Sam Goldman
Opinions Editor
“I probably shouldn’t tell this story, but that line in ‘Bubble Toes’—‘I was eating lunch at the DLG’—it was actually Ortega,” said alumni Jack Johnson, during a night of conversation, music, and film at the University of California, Santa Barbara.
More than any other, this was probably the revelation that surprised the eager crowd in Corwin Pavilion the most. Though Kim and Jack Johnson’s first milestone together may have been at the humble tables of that dining common over 20 years ago, their latest touchstone was this past Friday, April 24, when they received the 2015 Distinguished Alumni Award as part of the weekend’s All-Gaucho Reunion.
Despite the couple’s fame revolving primarily around Jack’s music, it’s the tireless and continuous environmental and educational work they do that resulted in Friday’s Better Together: An Evening of Conversation, Film & Music. From drastically reducing the environmental impact of their musical tours and concerts to teaching kids in Hawaii the fundamentals of local, sustainable food systems, the Johnsons’ charitable and non-profit work has been as influential as Jack’s discography.

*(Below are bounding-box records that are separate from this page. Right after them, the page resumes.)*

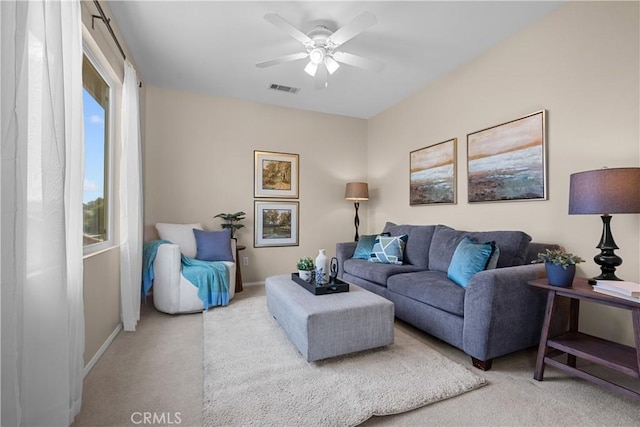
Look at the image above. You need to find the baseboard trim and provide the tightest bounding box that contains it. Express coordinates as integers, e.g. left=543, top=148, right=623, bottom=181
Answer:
left=242, top=281, right=264, bottom=286
left=82, top=323, right=122, bottom=378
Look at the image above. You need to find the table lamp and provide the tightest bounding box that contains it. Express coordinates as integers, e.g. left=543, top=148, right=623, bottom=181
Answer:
left=344, top=182, right=369, bottom=242
left=569, top=168, right=640, bottom=284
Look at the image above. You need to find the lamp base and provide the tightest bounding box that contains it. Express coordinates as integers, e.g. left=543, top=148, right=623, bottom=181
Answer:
left=589, top=215, right=622, bottom=284
left=353, top=202, right=360, bottom=242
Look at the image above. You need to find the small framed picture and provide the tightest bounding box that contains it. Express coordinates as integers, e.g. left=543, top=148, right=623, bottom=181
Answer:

The latest component of their considerable body of social and environmental change is the Edible Campus Project right here at UCSB. This project plans to convert underutilized places on campus into sources of fresh food meant to tackle local food insecurity. With support and leadership from the Associated Students Department of Public Worms, the AS Food Bank, UCSB Sustainability, and the Johnson Ohana Charitable Foundation, the project consists of an on-campus citrus tree grove—the first seeds of which, as announced by the Johnsons’ chancellor from the ‘90s, Henry Yang, were planted last Friday—and a student-run farm meant to provide fresh, sustainable produce and learning opportunities regarding food production.
After the Johnsons received their award, the crowd of current students and alumni were treated to a short film produced by a friend of Kim and Jack. The film highlighted the social and environmental work that underpinned the couple’s recent From Here to Now to You tour—much of which was facilitated by their All At Once social action network. The buses that took them everywhere, from Colorado to Oregon to Los Angeles, converted cooking oil into biodiesel for fuel. A concert at the Santa Barbara Bowl replaced innumerable plastic cups with reusable steel bottles, and each stop between 2008 and 2013 was made into a fundraiser for the non-profits that helped turn the concerts into environmentally responsible and educational events. On top of all of that, Kim and Jack have founded the Johnson Ohana Charitable Foundation, which seeks to affect change in local communities through art, music, and environmental education, and the Kokua Hawaii Foundation, which supports environmental education in Jack’s home state.
According to the couple, it’s these opportunities to produce positive change in communities that inspire them to continue touring longer than they otherwise would. “One of the reasons we decided to keep touring,” Jack said, “was this network of non-profit groups that we’ve gotten to help be a part of building and meeting all these groups when we travel. Their stories are all so motivating and inspirational.”
When bandmate and college friend Zach Gill asked the couple during a Q&A following the film how they manage to juggle the commitments of stardom with all their charitable work and family life, the Johnsons revealed one simple ingredient that they had been weaving throughout all the evening’s light-hearted discussions: “Just keeping the family around the whole time.”
Kim’s father, when he’s around, is the tour’s photographer, and her cousin is the crew’s web designer and developer. A room backstage at concerts is always dedicated to their (and their family and friends’) children for play and schoolwork. Even those who aren’t blood relatives but help out when the Johnsons are traveling the country become a sort of family, they said.
Family and relationships—and their moments, trivialities, and idiosyncrasies—don’t just help bolster their jam-packed lifestyle, but also provide considerable inspiration for Jack’s music, revealed by the impromptu anecdotes that peppered the evening’s talk. “Angel” (Kim’s admitted favorite love song by her husband) was written when he forgot to get her a Christmas present one year, while the popular “Banana Pancakes” was mostly written “in five minutes” as Jack tried to get his wife’s attention when trying to run a new song by her. College life was influential as well: “Inaudible Melodies” is an amalgamation of notes from a film studies class (and originally meant to convince a professor to grant him an extension on a paper).
After the Q&A, amid a flood of requests, Jack and Gill pulled out a guitar and accordion and jammed, playing, among others, the blue “Flake,” the cheerful “Shot Reverse Shot,” the reflective “Do You Remember,” and even Animal Liberation Orchestra’s charming “Girl, I Wanna Lay You Down,” before finishing the evening fittingly with “Better Together.”
As Jack would reiterate to the crowd, however, it’s he and Kim’s being a couple that got them there to Corwin Pavilion that evening—a blend of his love and respect for the environment with her background and passion for education kicked off the most well-known courtships to have unfolded at UCSB. If there’s anything Kim and Jack Johnson have shown us over the years, it’s that social change happens better when we’re together.